- Para peneliti mampu mengidentifikasi lima keadaan emosi pada tikus dari ekspresi wajahnya, lapor Masyarakat Max Planck.
- Para ahli neurobiologi mampu mengendalikan ekspresi wajah tertentu pada tikus dengan mengaktifkan wilayah otak individu. Mereka sekarang berharap dapat meneliti proses otak di balik emosi
- Hasil penelitian tersebut dapat digunakan untuk menarik kesimpulan tentang proses emosional di otak manusia. Artinya, gangguan kecemasan dan depresi juga dapat diteliti dengan lebih baik.
Dengan menggunakan algoritma komputer, para peneliti di Max Planck Institute mampu mengidentifikasi lima keadaan emosi – kegembiraan, rasa jijik, ketidaknyamanan, rasa sakit dan ketakutan – pada tikus dari ekspresi wajah mereka.

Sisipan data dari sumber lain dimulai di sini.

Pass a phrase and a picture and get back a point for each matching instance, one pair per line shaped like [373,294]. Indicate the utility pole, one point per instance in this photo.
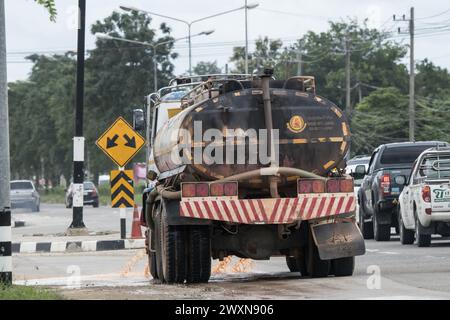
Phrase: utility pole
[412,109]
[246,37]
[348,102]
[299,60]
[5,202]
[77,227]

Algoritma ini juga mampu mengukur kekuatan emosi, lapor Masyarakat Max Planck (MPG).
Dalam Belajar Para peneliti menemukan bahwa tikus dengan ekspresi wajah tidak hanya merespons lingkungan, tetapi juga mencerminkan nilai emosional dari suatu stimulus. Terlepas dari rangsangan sensorik, tikus mereproduksi emosi, jelas ahli neurobiologi Nadine Gogolla, pemimpin penelitian.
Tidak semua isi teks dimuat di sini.